I love this book. It is fabulous and fantastic. I was completely immersed in its world, and I did not want to pass along the ARC---alas, I had to.
I love The Starless Sea because, first, it’s a story about stories, and I’m a bit of a collector when it comes to stories about stories. The Harbor on the Starless Sea is an immense, subterranean story haven. Not just books, of which there are many, but poetry, paintings, and plays; stories in statues and song, in smoke and sand; stories in any and every medium. Zachary, our main protagonist, is a grad student studying gaming. Dorian, the Redemption-Arc-er, is a master storyteller---as in, tells them orally. And the titular Starless Sea is conceptually similar to the Well of Lost Plots from Jasper Fforde’s Thursday Next novels: a physical manifestation of where stories come from, a fount of narrative (although the Starless Sea is more like honey. Bees are involved).

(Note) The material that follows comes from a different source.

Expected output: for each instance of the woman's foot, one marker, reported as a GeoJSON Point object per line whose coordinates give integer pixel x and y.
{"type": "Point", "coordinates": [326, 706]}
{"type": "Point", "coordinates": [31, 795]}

Second, the book (naturally) has stories within stories. The third chapter may be the story the second chapter is telling, which may itself be the story the first chapter is telling; or they may all three be individual threads of the larger tapestry. Zachary and Dorian each get an existential pang when they find themselves written into a book. Each section of The Starless Sea is based around someone’s story---for example, the first section is the book Zachary (randomly?) finds on a shelf in the library. These stories are redolent with imagination and fable (I said The Starless Sea is fabulous), stories where an abdicated princess seeks the Owl King, a mouse protects the heart of Fate, and an innkeeper falls in love with the moon.
Third, I genuinely, proactively rooted for the romance between Zachary and Dorian. Not that I hate romances (though I dislike the romance genre)---and I do have shipping habits, which are equal-opportunity---but in the grand scope of my story consumption, be it movies, books, or TV shows, I seldom latch onto a romance. Sexual tension between Zachary and Dorian is quite obvious, and wonderfully balances the sweet and the hot.
Fourth, the novel is skillfully-written.
I want to re-read this book. It quickly became one of my favorite books of the year, and just a favorite book in general. I wish I could draw so I could do fan art of this thing.